I knew that one of the clever things about TensorFlow is that it makes it relatively straightforward to run a trained model on various platforms, so I looked into TensorFlow.js as a way to run models in the browser.
As a first mini-project in this direction, I made a digit-classifier trained using MNIST. Here’s a demo:
Now armed with the knowledge of how to actually run TensorFlow models in the browser, I decided to make something slightly less trivial. While looking through the TensorFlow.js examples, I saw a demo of a model that estimates the geometry of faces from 2D images. I thought this was cool and wanted to make something with it!
The face mesh model from the TensorFlow.js examples accepts an image as input and outputs estimates of the 3-dimensional locations of ~400 facial landmarks. These points form the vertices of a mesh that describes the face. For instance, there are ~10 points determining the boundaries of the upper and lower lips and each eyelid. Although the model outputs locations for all of these landmarks, we only make use of a few.
The high level idea is to model the face as a flat plane, and to estimate the normal vector of this plane. That vector points in the direction that the face is looking. To find the normal vector of any plane, you can take any two non-parallel vectors lying in the plane and take their cross product.
Here, we locate the centre of the mouth by averaging the coordinates of the lip landmarks. We also locate the left and right cheeks, and consider the vectors lip -> left cheek and lip -> right cheek. The cross product gives us roughly the direction the face is pointing. (This is a 3D vector with x denoting left-right, y denoting up-down, and z denoting in/out of the screen.)
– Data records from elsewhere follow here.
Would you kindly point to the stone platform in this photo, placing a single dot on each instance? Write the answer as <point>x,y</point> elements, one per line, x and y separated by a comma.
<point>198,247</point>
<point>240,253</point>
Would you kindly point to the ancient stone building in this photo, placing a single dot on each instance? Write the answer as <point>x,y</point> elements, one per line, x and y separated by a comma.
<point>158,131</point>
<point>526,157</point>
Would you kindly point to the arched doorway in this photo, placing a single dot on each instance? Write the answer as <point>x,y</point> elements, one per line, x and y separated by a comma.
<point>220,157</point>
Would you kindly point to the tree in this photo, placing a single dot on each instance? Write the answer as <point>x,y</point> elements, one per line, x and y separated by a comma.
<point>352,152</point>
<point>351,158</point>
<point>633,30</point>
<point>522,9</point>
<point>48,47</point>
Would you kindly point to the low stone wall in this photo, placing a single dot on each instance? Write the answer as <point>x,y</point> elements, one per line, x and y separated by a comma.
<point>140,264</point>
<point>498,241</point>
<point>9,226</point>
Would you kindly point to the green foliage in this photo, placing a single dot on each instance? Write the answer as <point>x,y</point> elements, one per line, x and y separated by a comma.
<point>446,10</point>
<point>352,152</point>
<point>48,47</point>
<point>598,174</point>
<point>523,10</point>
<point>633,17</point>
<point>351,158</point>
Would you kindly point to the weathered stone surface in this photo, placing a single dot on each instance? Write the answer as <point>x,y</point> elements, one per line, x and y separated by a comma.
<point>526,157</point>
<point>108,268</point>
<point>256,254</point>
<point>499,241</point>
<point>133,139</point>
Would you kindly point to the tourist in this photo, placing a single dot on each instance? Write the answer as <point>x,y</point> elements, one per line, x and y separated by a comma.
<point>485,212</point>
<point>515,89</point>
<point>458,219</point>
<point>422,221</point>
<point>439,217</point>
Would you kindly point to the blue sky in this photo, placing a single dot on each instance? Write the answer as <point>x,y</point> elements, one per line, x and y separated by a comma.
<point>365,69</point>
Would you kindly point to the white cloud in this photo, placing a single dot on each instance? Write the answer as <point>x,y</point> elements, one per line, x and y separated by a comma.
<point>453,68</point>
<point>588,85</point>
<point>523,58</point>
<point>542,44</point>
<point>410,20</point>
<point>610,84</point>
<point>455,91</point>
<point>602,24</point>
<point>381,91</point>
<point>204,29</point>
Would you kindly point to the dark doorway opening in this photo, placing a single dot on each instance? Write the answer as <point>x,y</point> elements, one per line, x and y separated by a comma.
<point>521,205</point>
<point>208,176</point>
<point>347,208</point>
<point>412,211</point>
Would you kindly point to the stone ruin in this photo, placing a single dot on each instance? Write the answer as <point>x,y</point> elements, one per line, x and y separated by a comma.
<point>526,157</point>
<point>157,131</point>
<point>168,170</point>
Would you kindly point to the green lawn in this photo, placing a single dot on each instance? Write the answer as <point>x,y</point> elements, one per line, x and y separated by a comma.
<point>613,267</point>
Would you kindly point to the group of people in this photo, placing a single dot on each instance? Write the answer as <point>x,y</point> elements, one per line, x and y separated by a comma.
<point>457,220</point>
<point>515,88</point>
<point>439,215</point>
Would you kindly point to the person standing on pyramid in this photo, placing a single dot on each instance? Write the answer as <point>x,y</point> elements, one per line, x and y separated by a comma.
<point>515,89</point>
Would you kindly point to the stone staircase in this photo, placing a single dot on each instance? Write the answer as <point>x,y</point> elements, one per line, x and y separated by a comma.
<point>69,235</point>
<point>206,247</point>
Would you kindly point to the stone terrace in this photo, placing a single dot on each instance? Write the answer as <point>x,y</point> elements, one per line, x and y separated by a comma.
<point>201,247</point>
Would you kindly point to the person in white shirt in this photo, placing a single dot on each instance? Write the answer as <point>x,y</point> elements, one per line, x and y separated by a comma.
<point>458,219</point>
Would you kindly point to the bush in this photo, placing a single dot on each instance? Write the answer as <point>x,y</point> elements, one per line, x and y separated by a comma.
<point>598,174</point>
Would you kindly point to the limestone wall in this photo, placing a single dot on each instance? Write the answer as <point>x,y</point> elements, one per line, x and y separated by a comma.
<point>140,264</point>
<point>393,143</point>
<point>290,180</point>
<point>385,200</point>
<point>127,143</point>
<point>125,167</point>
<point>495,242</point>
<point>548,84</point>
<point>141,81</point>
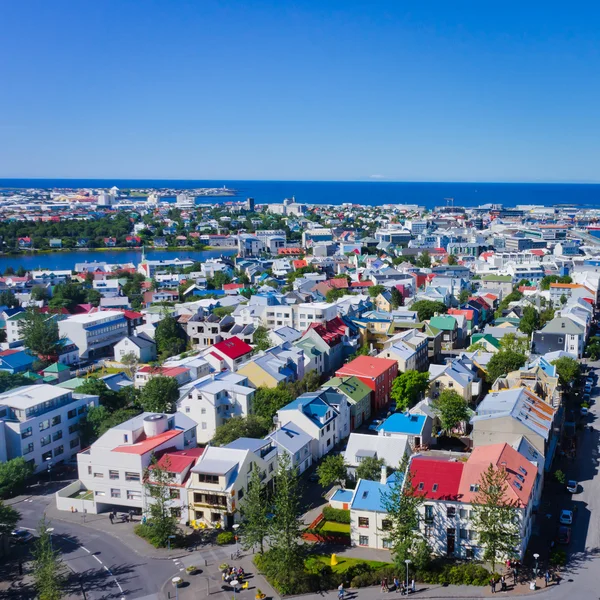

This is a very crude way to model the face, so if the vector we calculated has a positive y-component, it doesn’t necessarily mean that the user is actually looking up. So we introduce another heuristic to detect which direction the snake should move.
At the beginning of the game, the user is asked to look straight ahead, giving a reference vector. Subsequent estimated vectors are compared to this reference. If the y coordinate has increased/decreased by a sufficiently significant amount relative to the reference, the direction is classified as up/down respectively. Similarly, if the x coordinate has increased/decreased by a sufficiently significant amount relative to the reference, the direction is classified as left/right respectively. (In the case that both x and y coordinates changed significantly, the left/right direction takes precedence, and ‘sufficiently significant’ is a parameter that has to be chosen.)
It’s very crude, but because this is an interactive game, the user adapts to the algorithm, so we don’t have to worry too much to get something that works (of course, if this were part of a product we’d have to worry a lot more about everything working smoothly).
There are still several things to improve. First, it’s not as responsive as I’d like. I presume this is because it takes some time to execute the model and estimate the face landmark locations. Also, the refresh rate can’t be too high or my laptop fan starts to whirr. Clearly it should be possible to improve on this, since we aren’t using almost all of the information output by the model being used! Second, it doesn’t work great on mobile, I presume because of the less powerful computational resources available. It would be great to dive into using the specialised hardware on some new phones (e.g. The newest Pixel’s Neural Core and the iPhone’s Bionic chip), but that’s a project for another day.